Credit Nation: The Back Breaking Debt Problem in the United States.
- 1 Comment
Let us take a look at a very important chart, household debt service as a percent of disposable income:
As you can see from the above chart we have been on a steady upsurge since the 1980s. Even during the technology bubble and the current housing bubble average households didn’t feel richer because more and more of their money went to service their debt obligations. At this point we have reached a plateau of nearly 14.5 percent of disposable income used to service debt.

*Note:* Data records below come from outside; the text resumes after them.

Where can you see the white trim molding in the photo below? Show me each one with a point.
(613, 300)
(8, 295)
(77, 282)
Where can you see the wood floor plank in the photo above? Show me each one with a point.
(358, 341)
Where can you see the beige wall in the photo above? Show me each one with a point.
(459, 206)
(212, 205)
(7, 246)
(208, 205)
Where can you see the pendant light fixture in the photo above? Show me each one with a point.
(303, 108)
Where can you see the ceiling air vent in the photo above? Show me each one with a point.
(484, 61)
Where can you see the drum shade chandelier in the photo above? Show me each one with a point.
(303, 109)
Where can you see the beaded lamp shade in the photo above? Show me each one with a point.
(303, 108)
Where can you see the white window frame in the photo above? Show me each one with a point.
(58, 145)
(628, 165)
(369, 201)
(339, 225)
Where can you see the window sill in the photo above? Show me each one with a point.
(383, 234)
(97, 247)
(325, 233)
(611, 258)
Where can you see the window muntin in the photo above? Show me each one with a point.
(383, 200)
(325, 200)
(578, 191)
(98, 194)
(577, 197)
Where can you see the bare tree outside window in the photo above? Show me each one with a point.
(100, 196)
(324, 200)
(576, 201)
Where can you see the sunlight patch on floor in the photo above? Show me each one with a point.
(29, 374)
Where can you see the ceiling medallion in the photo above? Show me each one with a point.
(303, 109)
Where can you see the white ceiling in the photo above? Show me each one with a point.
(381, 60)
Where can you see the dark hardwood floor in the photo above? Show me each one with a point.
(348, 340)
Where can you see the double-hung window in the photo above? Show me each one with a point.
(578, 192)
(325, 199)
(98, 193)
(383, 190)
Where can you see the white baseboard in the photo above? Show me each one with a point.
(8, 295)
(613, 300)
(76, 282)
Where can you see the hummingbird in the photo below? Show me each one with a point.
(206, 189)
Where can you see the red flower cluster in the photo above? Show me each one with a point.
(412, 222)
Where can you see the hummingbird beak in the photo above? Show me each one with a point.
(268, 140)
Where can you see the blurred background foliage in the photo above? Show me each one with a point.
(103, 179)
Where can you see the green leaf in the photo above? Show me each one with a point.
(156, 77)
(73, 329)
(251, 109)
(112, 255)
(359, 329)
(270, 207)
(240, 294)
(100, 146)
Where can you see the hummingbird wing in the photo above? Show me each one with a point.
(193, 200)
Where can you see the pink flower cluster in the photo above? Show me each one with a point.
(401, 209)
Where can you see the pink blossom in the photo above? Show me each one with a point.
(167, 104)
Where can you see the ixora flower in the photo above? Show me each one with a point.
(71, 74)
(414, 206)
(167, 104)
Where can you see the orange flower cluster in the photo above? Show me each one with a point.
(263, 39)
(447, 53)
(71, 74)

In the early 90s we tried a bit to scale back but it is extremely hard to resist plunking down all your money on AOL stock options. Let us look at another chart that takes a look at household credit market debt outstanding:
Currently there is an amazing $13.64 trillion in debt outstanding. As we mentioned with the $20 trillion in residential wealth, a 20 percent decline will wipe out $4 trillion in wealth while the debt outstanding does not change. What we are seeing is a convergence of equity plowing into reserve wealth. When this occurs you see a negative wealth effect and a retrenchment in consumer spending. If you are wondering why the government is so eager to send us checks in the mail this is why. The
The above chart shows retail sales year over year changes. As you can see, the last time we went year over year negative was after our 2001 recession. If we aren’t technically in a recession, we’ll soon be in one and this one is looking more like the early 1980s recession. Time to cut up those high interest credit cards.